[Feat]: SkillLoader.load_skill() should auto-discover and expose the BaseSkill subclass

[rosspeili]

Feature Description

SkillLoader.load_skill() currently returns a raw dict {"module": module, "manifest": ..., "instructions": ..., "card": ...}. To instantiate the skill, callers must know the class name — there is no enforced convention and no helper. The comment at loader.py:153 reads:

# Find the class that inherits from BaseSkill?
# For now assume the user looks for the exported class or we inspect.

This is unresolved technical debt. The result is that:

• Integration tests and examples must hardcode class names (e.g. bundle["module"].IssueResolverSkill()).
• No validation is done that the loaded module actually contains a BaseSkill subclass.
• SkillLoader cannot programmatically instantiate a skill without caller-side knowledge of the class name.

Proposed change:

Add a get_skill_class(bundle) helper (or auto-populate bundle["class"]) that:

1. Inspects the loaded module for subclasses of BaseSkill.
2. Returns the first (and ideally only) match, or raises a clear error if zero or more than one subclass is found.
3. Optionally: enforce a naming convention (<TitleCase>Skill) as an alternative auto-discovery path.

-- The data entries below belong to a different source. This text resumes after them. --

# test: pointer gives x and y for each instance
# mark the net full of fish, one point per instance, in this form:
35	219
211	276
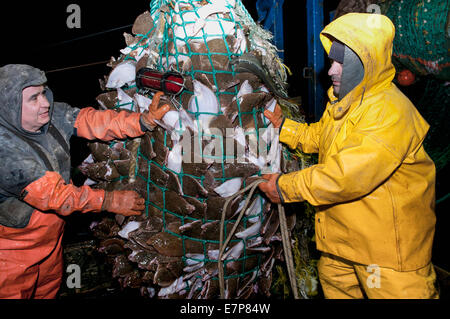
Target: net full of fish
183	168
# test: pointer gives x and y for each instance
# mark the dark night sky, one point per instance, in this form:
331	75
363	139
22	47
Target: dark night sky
37	34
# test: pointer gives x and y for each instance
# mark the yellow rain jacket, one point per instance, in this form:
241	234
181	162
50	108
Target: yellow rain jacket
374	184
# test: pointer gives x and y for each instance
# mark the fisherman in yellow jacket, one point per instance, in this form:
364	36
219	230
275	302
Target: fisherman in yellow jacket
374	184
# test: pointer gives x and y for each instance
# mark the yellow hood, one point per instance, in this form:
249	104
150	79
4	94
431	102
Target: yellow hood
370	36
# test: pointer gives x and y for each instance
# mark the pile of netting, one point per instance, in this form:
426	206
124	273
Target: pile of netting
212	145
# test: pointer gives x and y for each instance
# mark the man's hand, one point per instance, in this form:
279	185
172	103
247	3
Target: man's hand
270	188
275	117
155	113
126	203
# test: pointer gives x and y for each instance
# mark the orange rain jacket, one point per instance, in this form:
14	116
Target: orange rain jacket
374	184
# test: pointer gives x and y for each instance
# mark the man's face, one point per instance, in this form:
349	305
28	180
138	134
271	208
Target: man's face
335	73
35	108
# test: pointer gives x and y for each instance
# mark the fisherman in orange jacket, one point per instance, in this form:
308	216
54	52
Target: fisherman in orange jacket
35	187
374	184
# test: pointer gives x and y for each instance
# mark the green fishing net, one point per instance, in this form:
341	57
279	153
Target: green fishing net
172	30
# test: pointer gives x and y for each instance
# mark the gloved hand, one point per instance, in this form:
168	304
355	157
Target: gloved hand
270	188
275	117
126	203
154	113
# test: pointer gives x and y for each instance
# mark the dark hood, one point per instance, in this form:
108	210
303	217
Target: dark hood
13	79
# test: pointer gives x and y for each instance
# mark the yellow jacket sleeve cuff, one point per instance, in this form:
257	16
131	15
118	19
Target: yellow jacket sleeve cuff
287	189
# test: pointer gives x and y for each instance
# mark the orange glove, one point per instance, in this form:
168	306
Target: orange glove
270	188
154	113
275	117
126	203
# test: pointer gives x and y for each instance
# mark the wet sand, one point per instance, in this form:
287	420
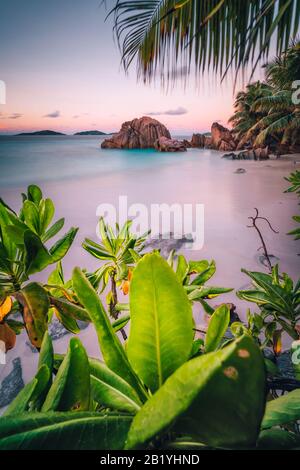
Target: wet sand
229	200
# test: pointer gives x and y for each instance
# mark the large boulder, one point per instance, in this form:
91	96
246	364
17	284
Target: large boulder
137	134
198	140
163	144
222	138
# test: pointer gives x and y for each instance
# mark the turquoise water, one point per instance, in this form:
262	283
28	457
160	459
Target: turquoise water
40	159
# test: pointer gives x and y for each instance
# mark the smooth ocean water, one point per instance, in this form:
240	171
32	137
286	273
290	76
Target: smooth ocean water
78	176
27	159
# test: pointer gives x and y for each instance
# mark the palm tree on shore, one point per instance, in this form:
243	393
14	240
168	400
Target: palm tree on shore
177	37
245	116
281	115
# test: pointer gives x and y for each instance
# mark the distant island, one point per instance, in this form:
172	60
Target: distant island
47	132
90	133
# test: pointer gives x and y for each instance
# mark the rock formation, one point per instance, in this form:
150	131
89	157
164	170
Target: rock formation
256	154
137	134
222	138
163	144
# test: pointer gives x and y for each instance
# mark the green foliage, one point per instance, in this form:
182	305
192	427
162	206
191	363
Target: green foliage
161	35
111	347
71	387
159	341
283	410
217	327
294	179
217	398
23	252
279	302
161	389
64	431
265	112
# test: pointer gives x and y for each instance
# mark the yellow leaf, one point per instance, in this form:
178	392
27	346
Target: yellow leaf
5	308
125	287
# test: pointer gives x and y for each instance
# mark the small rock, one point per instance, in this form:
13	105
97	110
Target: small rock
166	245
230	155
12	384
164	144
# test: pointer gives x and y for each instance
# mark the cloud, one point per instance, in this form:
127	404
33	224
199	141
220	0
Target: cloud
11	116
15	116
55	114
170	112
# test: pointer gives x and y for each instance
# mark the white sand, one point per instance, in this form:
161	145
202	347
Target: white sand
229	199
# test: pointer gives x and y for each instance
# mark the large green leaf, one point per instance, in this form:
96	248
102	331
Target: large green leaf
37	255
71	387
111	347
278	439
36	304
31	216
64	431
34	194
69	309
30	393
46	214
283	410
53	230
161	331
217	327
218	398
62	246
110	390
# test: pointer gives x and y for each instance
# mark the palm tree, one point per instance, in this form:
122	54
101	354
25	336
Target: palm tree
281	120
175	37
245	117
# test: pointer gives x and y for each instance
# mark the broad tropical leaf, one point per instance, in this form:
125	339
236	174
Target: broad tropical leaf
282	410
218	398
110	345
161	330
64	431
217	327
70	390
36	304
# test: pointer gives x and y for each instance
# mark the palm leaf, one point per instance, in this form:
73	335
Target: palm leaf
168	36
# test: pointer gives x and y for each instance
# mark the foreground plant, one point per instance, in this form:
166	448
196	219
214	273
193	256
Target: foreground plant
279	302
24	251
294	179
151	394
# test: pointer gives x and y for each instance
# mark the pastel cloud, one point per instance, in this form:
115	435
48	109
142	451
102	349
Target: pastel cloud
53	115
170	112
11	116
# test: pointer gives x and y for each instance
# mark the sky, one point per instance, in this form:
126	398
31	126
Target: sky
62	72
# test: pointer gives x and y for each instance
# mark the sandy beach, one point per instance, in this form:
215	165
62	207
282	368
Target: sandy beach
206	178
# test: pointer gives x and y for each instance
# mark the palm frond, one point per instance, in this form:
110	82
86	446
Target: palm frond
278	101
278	126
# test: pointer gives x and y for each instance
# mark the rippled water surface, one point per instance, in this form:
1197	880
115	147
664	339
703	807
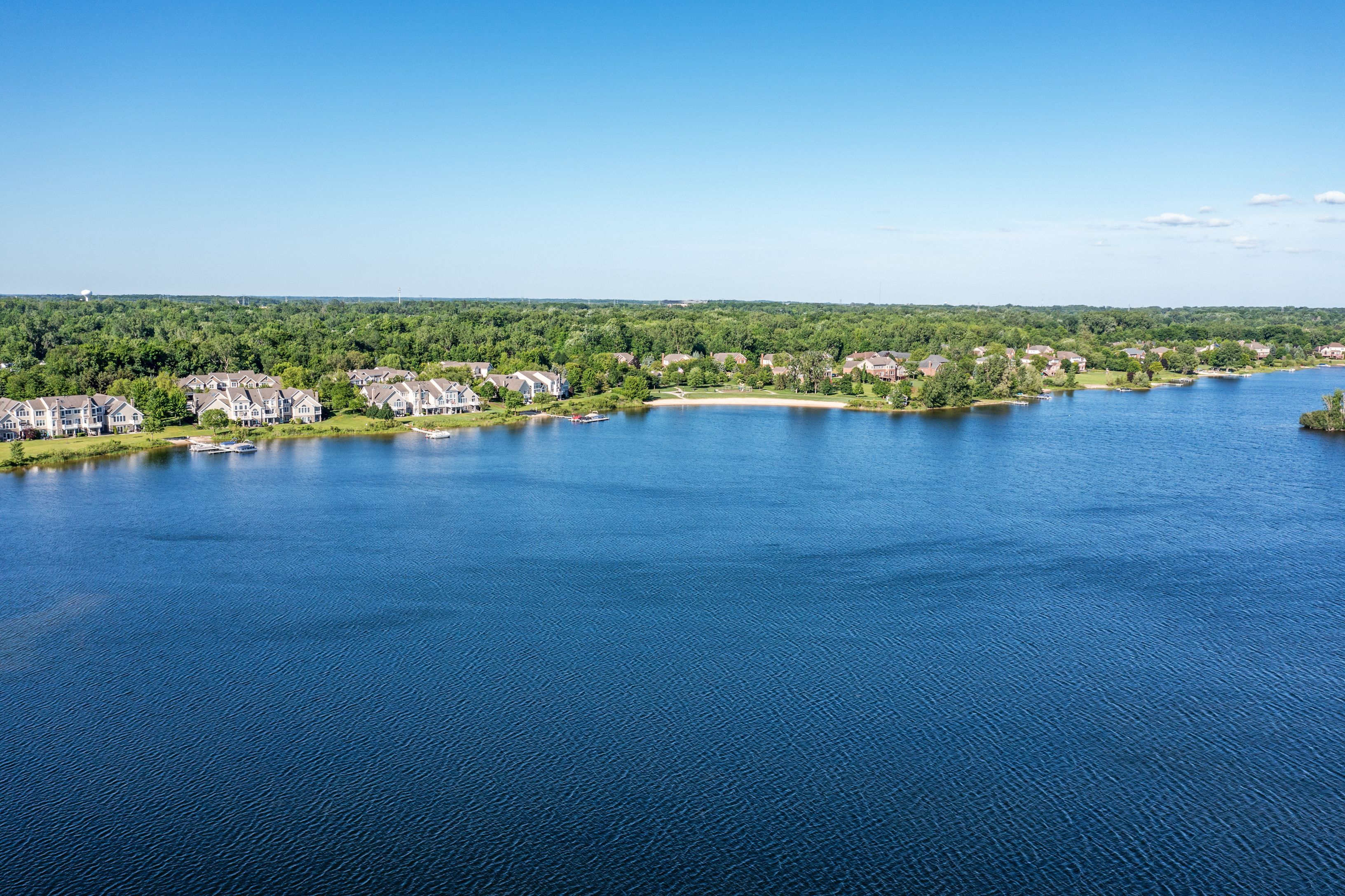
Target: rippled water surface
1090	646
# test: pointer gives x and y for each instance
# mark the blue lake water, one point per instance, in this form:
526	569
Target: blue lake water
1090	646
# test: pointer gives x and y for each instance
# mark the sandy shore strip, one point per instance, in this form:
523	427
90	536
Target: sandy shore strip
745	400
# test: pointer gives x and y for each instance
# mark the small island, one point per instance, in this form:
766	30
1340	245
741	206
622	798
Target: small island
1329	419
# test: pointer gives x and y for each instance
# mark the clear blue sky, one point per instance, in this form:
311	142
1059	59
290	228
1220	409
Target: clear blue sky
829	151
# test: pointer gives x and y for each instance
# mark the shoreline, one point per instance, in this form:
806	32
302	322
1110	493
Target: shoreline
120	446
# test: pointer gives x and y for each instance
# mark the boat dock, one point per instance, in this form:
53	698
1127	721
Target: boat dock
205	447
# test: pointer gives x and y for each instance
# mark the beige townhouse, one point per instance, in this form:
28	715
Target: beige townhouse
422	397
264	407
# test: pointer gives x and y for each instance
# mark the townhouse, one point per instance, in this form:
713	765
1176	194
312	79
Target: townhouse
236	380
263	407
530	382
58	416
363	376
422	397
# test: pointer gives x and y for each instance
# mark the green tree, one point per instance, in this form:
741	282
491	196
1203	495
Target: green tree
294	377
949	388
635	387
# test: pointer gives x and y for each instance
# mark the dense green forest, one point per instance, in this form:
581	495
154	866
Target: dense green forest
65	346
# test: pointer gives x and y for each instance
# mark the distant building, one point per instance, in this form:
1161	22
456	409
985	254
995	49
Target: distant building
264	407
236	380
530	382
58	416
378	375
423	397
1066	357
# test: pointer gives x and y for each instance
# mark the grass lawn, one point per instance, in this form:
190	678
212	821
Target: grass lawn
752	393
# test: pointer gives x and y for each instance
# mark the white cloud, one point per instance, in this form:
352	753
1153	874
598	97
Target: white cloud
1172	220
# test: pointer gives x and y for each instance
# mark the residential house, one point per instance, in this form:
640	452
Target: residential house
423	397
1066	357
264	407
236	380
363	377
931	365
530	382
9	420
477	368
57	416
856	360
884	365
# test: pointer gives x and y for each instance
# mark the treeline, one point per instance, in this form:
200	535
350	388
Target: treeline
64	346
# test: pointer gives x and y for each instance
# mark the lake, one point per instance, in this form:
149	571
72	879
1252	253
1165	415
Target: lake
1095	645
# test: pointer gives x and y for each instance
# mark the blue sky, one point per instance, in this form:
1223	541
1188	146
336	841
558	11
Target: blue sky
1033	154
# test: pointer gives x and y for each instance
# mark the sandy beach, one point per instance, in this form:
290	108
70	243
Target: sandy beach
747	400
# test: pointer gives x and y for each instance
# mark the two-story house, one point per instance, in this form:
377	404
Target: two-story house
264	407
57	416
422	397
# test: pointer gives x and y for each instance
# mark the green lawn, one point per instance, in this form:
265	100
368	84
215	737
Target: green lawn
752	393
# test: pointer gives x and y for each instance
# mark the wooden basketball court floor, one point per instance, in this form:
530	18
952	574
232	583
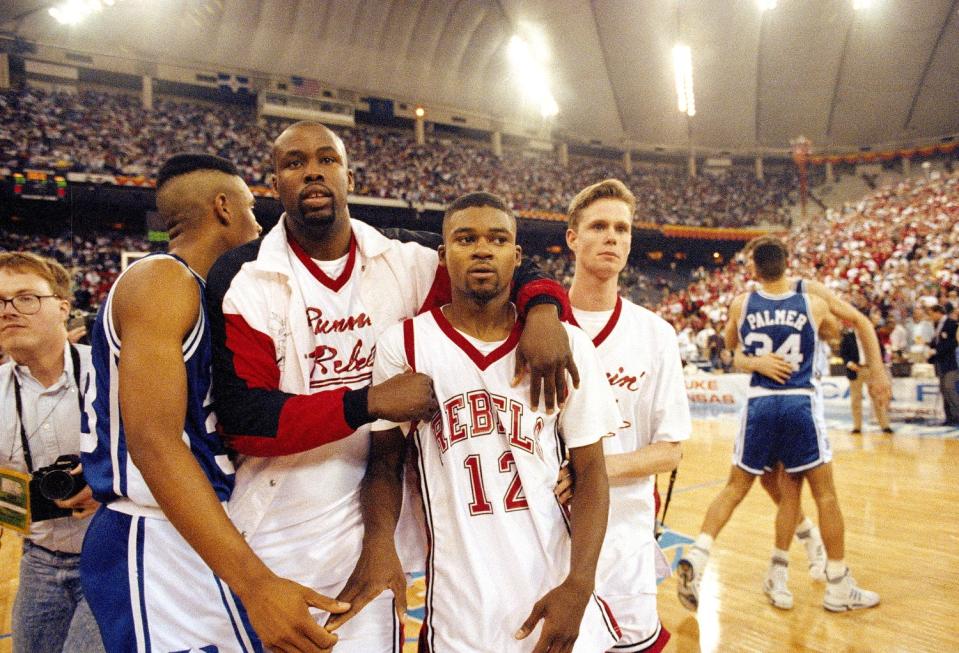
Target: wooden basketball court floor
900	500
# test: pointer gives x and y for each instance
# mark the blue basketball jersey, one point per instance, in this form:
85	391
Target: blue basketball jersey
781	324
107	465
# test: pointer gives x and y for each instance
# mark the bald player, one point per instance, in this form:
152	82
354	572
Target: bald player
162	566
295	318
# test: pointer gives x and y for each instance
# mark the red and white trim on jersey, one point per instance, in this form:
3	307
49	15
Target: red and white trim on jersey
655	643
486	464
320	275
482	361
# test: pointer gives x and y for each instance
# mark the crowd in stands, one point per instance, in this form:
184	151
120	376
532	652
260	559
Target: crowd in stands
94	261
892	254
111	133
644	286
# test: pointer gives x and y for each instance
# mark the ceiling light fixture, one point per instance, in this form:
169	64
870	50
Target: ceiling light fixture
530	66
73	12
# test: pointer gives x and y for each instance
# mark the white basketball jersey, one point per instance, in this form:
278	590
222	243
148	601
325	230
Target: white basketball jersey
640	355
488	463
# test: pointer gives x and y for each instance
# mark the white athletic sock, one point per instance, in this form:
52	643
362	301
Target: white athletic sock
804	529
780	557
704	542
835	569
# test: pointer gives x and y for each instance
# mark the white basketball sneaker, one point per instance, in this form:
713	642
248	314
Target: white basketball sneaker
843	594
690	573
775	586
816	553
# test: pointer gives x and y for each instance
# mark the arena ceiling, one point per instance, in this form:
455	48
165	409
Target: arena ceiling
843	78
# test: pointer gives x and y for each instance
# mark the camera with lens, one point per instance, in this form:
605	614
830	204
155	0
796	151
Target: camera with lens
54	483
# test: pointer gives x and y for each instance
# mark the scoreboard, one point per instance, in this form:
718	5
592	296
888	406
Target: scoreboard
39	185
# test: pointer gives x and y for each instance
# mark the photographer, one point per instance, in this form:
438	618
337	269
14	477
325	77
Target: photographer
41	393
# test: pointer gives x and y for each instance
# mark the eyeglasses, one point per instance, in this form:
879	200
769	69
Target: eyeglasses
26	304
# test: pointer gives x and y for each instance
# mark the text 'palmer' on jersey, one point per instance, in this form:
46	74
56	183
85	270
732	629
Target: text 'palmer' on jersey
487	464
107	465
780	324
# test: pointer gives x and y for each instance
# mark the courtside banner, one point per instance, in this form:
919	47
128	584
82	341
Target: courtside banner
724	395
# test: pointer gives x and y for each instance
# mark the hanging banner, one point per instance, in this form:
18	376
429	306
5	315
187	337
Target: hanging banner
724	395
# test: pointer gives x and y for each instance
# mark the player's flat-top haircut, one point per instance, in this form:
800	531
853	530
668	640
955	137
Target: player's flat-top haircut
478	200
182	164
769	256
608	189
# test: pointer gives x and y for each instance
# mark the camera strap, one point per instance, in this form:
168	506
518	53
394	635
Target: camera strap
24	440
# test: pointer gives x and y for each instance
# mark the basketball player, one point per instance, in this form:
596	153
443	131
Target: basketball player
640	355
295	318
500	543
780	424
163	568
775	367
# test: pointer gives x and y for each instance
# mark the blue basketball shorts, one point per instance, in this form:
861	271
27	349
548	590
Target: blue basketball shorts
786	428
151	592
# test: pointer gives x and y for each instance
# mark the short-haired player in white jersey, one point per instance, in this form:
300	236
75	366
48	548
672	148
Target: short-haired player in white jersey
162	566
504	555
779	424
640	356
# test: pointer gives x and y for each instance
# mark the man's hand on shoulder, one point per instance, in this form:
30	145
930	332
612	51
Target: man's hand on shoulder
402	398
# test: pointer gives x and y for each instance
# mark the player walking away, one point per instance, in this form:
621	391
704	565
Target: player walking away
776	368
779	424
294	319
163	568
639	352
502	549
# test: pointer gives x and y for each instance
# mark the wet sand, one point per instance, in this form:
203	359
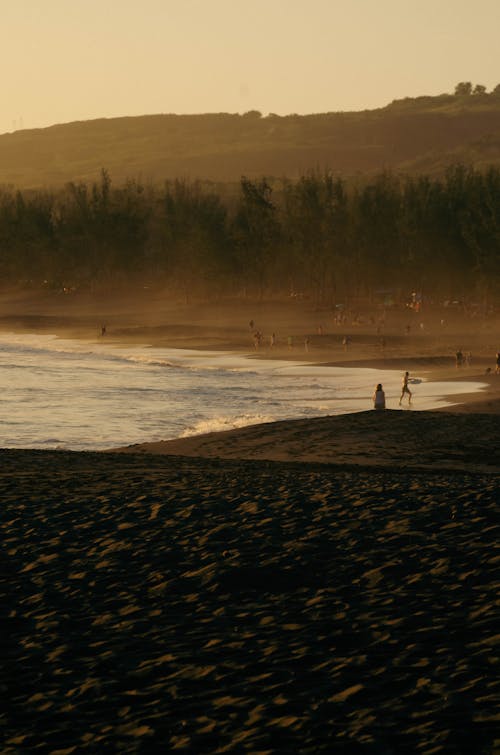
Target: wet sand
328	585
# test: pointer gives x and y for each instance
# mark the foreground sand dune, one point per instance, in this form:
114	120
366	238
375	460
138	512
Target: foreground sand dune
301	587
156	603
393	439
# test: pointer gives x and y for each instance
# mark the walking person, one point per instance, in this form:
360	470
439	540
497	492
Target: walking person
405	388
379	397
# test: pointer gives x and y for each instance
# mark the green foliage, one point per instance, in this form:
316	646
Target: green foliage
319	235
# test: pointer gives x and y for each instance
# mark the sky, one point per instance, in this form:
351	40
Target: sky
69	60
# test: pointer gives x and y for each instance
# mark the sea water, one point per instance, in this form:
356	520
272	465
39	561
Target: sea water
60	393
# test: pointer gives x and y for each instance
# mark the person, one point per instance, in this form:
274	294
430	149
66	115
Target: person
405	388
379	397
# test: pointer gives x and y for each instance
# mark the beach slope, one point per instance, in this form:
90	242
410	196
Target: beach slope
330	587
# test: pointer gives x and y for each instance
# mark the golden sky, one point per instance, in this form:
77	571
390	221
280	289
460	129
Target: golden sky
67	60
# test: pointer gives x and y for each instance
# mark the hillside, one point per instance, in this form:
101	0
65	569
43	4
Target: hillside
425	134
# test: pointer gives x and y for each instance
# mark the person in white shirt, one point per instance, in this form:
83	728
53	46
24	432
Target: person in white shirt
379	397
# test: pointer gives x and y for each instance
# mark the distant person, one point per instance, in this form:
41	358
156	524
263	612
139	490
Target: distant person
379	397
405	389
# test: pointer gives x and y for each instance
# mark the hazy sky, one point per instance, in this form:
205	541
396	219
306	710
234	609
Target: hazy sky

Update load_skill() to always populate bundle["class"] with the discovered class (uninstantiated), making it a first-class field alongside module, manifest, instructions, and card.

Rationale

The current design requires every caller of load_skill() to have out-of-band knowledge of the skill's class name. This makes integration tests fragile, blocks programmatic skill loading (e.g. skillware test, skillware doctor), and contradicts the registry model where skills should be fully self-describing.

The fix is small (10-20 lines of inspection logic) but unblocks: the two-tier test improvements in #86, the CLI commands in #83 and #81, and any future auto-execution of skills from the registry without source code inspection.

Implementation Idea

In loader.py, after spec.loader.exec_module(module):

import inspect
from skillware.core.base_skill import BaseSkill

skill_classes = [
    obj for _, obj in inspect.getmembers(module, inspect.isclass)
    if issubclass(obj, BaseSkill) and obj is not BaseSkill
]
if len(skill_classes) != 1:
    raise ImportError(
        f"Expected exactly one BaseSkill subclass in {skill_file}, "
        f"found: {[c.__name__ for c in skill_classes]}"
    )

Return bundle["class"] = skill_classes[0].

Update tests/test_loader.py to assert bundle["class"] is present and instantiable.
Update CONTRIBUTING.md to note that each skill.py must export exactly one BaseSkill subclass.